## BUSINESS UNDERSTANDING
The task is to build a reccomendtion system for a movies platform- MOVIES101
The goal is to enhance user engagement by offering personalized movie recommendations. 
This can be approached using these three key methods:

Collaborative Filtering:

User-Based: Suggests movies by finding users with similar tastes and recommending content they've enjoyed.
Item-Based: Recommend movies based on the similarity between movies the user has already watched.
Matrix Factorization: Use techniques like Singular Value Decomposition (SVD) to uncover hidden patterns in user-movie interactions, helping to recommend movies based on these learned patterns.

Content-Based Filtering:

Focuses on the attributes of movies (such as genres, actors, and directors) to recommend content similar to what the user has liked in the past. Methods like TF-IDF (term frequency-inverse document frequency) can help analyze textual data like descriptions or tags associated with the movies.

Hybrid Methods:

Combines collaborative and content-based filtering to create a more comprehensive recommendation system. This approach can balance the strengths of both methods, ensuring users receive diverse and relevant movie suggestions.

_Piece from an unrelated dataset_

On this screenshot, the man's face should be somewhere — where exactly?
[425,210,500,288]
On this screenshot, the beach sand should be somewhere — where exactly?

By leveraging these strategies, MOVIE101 can deliver personalized recommendations that boost user satisfaction and increase viewing time.

## OBJECTIVES
1. Build a Model for Top 5 Recommendations:

-Use collaborative filtering (e.g., matrix factorization techniques like SVD) or deep learning models (e.g., neural collaborative filtering) to predict the ratings a user would give to movies.

-Sort the predicted ratings for each user and recommend the top 5 movies that have not been watched yet.

2. Tackle the Cold Start Issue for New Users:

-Content-Based Recommendations: For new users, recommend movies based on their stated preferences (e.g., genre, actors) by using content-based filtering.

-Popular Movies: Suggest currently trending or highly rated movies as initial recommendations until the system gathers more user data.

-Hybrid Approach: Combine popular and content-based recommendations to ensure relevancy when user data is scarce.

3. Improve Precision and Relevance:

-Implement a Hybrid Recommendation System combining both collaborative and content-based filtering to deliver more personalized suggestions.

-Use advanced models like Factorization Machines or Autoencoders to capture complex interactions between users and items for more precise recommendations.

4. Evaluate the System’s Performance:

-Use Root Mean Squared Error (RMSE) to evaluate the accuracy of predicted ratings compared to actual user ratings.

-Additionally, evaluate performance using Precision@K, Recall@K, and F1 Score to measure how relevant and precise the top 5 recommendations are.

5. Feedback Mechanism:

-Implement a feature that allows users to rate the recommendations they receive.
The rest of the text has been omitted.